Brain cancer treatment helps men with advanced prostate cancer
May 28, 2015 | by Elizabeth Stewart
Although science and medicine have much in common, their practitioners are immersed in work that often appears to be worlds apart. Developing cures together — that is, translating science into meaningful, effective medical treatment — requires boundless creativity and perseverance.
This journey often starts when City of Hope’s scientists and clinicians share their recent discoveries and challenges in the lab and clinic. This open forum enables them to make new connections and consider possibilities for improving treatment for patients.
One such connection was made when Karen Aboody, M.D., professor of neurosciences and a renowned translational scientist, shared advances using neural stem cells to treat cancer with Jonathan Yamzon, M.D., a urologic oncologist who spends his days treating men in the clinic. Yamzon was intrigued by the potential of this science to target prostate cancer.
As a result, a team of researchers has embraced this promising new approach as a way to cure men. Yamzon and Aboody, along with Jacob Berlin, Ph.D., assistant professor of molecular medicine, and Jeremy Jones, Ph.D., assistant professor of molecular pharmacology, are now collaborating to bring neural stem cell therapy to men fighting prostate cancer — patients in urgent need of novel therapies for their disease.
Hormone therapy is the standard treatment for prostate cancer. The approach essentially starves cancer of testosterone, which the tumors need to grow and spread. But in many men, the cells mutate to produce testosterone on their own and keep growing, in effect becoming resistant to therapy. At this point, higher doses of chemotherapy may be effective, but would be too toxic to tolerate. This is where targeted neural stem cell therapy could step in. “We’re looking to treat patients who really don’t have any other options,” Yamzon said.
Advent of a novel approach to treatment
Neural stem cell therapy has been the focus of Aboody’s research for nearly 20 years. In 2000, she published a groundbreaking study showing that neural stem cells have an inherent ability to travel to cancer cells in the brain. “The tumor cells act like magnets and pull the neural stem cells to them,” she said.
In fact, Aboody believes that neural stem cell therapy is especially promising for advanced cancers that have spread or developed resistance to treatment, because these cancers are especially alluring to neural stem cells. “It’s almost like the more aggressive the cancer is, the more the stem cells are going to go to it,” she said.

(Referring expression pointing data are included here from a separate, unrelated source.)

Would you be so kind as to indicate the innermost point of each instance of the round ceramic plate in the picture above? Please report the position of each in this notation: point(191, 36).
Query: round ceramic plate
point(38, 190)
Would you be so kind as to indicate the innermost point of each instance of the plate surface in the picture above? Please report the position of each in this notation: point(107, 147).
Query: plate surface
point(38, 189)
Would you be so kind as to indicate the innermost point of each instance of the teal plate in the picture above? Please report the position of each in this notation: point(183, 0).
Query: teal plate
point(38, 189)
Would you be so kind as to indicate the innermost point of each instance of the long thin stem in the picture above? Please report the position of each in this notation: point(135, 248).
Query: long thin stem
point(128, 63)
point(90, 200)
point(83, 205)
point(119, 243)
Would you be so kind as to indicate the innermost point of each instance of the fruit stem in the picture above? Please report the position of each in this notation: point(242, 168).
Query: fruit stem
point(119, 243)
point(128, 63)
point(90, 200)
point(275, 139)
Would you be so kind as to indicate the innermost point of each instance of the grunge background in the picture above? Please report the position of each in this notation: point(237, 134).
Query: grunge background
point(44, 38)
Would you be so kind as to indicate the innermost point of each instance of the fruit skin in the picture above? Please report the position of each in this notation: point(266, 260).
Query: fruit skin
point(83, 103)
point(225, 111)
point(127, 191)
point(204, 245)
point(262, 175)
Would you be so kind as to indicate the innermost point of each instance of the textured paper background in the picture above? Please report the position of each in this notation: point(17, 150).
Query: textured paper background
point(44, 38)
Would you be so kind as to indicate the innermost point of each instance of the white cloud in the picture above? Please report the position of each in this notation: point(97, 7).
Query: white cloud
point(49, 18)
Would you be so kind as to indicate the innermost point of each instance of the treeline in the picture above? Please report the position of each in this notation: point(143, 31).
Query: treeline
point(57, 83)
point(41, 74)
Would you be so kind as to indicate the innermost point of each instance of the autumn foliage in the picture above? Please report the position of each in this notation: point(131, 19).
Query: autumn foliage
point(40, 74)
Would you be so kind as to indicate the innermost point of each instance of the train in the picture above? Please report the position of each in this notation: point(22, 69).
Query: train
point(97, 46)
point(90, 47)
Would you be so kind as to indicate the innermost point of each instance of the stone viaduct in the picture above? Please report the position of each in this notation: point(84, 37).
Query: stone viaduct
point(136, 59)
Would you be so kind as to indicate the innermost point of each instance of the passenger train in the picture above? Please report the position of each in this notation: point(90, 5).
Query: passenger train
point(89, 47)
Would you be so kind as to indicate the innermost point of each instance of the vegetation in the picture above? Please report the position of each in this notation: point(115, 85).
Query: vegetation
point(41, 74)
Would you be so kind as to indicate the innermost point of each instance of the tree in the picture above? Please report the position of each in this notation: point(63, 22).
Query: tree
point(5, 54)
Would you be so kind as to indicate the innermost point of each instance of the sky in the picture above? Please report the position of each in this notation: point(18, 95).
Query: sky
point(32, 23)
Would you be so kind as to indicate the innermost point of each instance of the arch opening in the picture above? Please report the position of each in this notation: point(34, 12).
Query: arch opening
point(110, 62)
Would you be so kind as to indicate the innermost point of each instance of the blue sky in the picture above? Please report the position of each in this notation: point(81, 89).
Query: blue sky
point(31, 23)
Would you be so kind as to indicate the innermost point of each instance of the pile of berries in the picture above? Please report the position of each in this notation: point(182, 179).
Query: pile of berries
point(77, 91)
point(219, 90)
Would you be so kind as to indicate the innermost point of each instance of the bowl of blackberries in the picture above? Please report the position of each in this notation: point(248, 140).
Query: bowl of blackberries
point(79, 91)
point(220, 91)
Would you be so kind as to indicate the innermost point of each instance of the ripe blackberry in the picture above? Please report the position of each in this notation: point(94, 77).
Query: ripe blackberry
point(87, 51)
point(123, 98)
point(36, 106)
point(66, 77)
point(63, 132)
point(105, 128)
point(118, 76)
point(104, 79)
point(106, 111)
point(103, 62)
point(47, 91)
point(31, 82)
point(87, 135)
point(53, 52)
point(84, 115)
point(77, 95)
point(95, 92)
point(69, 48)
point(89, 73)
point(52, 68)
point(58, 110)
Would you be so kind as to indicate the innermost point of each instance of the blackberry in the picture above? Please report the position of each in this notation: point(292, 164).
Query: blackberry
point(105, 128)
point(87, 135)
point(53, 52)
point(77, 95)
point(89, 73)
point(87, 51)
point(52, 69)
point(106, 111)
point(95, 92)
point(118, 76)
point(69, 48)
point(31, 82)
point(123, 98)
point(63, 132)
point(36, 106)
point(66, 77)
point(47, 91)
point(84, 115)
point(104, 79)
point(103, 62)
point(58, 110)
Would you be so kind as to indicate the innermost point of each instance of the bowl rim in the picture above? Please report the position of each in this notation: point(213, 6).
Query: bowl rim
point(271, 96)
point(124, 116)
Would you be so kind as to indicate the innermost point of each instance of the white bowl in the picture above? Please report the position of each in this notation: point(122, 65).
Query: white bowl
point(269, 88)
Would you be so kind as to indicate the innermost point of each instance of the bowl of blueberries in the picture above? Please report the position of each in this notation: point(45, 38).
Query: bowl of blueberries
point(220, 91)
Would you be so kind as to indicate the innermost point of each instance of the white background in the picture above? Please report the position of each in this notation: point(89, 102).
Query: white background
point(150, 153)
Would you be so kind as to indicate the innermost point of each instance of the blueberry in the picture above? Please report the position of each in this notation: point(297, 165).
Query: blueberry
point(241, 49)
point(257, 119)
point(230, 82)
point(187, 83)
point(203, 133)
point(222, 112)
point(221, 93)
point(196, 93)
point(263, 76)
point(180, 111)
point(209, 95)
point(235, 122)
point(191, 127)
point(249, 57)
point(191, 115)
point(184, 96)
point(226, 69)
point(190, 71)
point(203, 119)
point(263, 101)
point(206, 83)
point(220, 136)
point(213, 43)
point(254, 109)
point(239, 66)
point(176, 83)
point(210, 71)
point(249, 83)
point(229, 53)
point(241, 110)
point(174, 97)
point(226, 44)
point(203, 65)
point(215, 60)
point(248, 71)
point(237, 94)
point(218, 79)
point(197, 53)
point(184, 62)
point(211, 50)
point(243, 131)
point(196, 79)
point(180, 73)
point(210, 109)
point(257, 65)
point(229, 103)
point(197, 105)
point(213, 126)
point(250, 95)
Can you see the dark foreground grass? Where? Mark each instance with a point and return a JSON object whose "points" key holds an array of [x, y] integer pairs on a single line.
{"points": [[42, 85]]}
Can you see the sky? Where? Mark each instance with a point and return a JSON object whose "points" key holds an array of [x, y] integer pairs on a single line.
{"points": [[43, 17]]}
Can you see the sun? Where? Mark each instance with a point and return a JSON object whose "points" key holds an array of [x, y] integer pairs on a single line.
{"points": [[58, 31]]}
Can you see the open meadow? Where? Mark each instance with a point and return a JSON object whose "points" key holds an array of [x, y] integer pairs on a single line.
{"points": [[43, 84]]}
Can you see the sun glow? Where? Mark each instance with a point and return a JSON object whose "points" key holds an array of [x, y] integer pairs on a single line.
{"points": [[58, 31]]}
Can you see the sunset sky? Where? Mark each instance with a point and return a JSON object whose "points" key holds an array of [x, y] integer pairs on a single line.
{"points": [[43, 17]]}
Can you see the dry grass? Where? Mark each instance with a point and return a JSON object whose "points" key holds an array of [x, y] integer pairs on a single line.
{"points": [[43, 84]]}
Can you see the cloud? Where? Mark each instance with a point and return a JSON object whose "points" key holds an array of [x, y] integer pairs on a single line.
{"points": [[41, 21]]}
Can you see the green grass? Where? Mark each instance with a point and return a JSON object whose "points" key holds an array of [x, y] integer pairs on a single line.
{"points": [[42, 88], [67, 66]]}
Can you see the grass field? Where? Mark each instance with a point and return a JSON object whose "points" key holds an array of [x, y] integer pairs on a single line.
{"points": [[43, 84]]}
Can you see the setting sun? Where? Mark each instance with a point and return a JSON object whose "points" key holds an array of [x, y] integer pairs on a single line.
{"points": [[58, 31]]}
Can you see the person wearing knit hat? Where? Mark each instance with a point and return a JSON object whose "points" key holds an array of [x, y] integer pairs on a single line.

Building on these findings, Aboody applied her research to glioma, a dangerous brain cancer with no effective treatments. Her goal was to overcome the limitations posed by current treatments by using neural stem cells to find and kill cancer cells that remain after surgery, chemotherapy and radiation — cells that inevitably lead to recurrence. First-in-human clinical trials for this treatment were completed at City of Hope in 2013.
Aboody then expanded her research to investigate whether neural stem cells also home in on metastatic solid tumors — specifically breast and ovarian cancers — as well as neuroblastoma, a cancer that affects children. Just as with glioma, the neural stem cells were attracted to these types of cancer cells, making neural stem cell therapy a possibility.
Translating therapy to target other cancers
Aboody, Berlin, Jones and Yamzon plan to test several novel approaches using neural stem cells to eradicate prostate cancer. One treatment involves modifying neural stem cells to produce an enzyme. Once the stem cells travel to the tumor, patients receive an inactive drug that is converted by the enzyme into an active chemotherapeutic drug. This approach directs chemotherapy to tumor cells, limits exposure to healthy cells and decreases side effects.
“It allows us to concentrate therapy specifically at the tumor sites and provide better quality of life,” Aboody said.
In a complementary approach, Berlin is developing nanoparticles loaded with chemotherapy that attach to neural stem cells and release a payload of therapy at the tumor site. Berlin is also developing nanoparticles of gold that will be carried by neural stem cells to the tumor sites. Once at the tumor site, these will be heated with near infrared light to incinerate surrounding cancer cells. The approach may be particularly valuable for cancers that have become resistant to chemotherapy and other drugs.
Jones is focused on understanding treatment resistance in prostate cancer. He is using his deep knowledge of the molecular characteristics of the disease to help the team design appropriate preclinical studies.
The team is also exploring similar interventions to treat patients with bladder cancers. Sumanta Pal, M.D., another City of Hope urologic oncologist with an impressive track record of advancing clinical protocols, is providing clinical expertise for the bladder cancer portion of research.
Preliminary data already suggests neural stem cell therapy may be successful in prostate and bladder cancers. The team’s next step is to design and conduct preclinical studies.
“The important thing is that basic scientists and translational researchers are working closely with clinicians to design our studies with the goal of streamlining treatments to the clinic,” Aboody said.
This partnership fostered by City of Hope’s culture of collaboration and innovation is bridging seemingly separate worlds to pioneer new therapies for patients.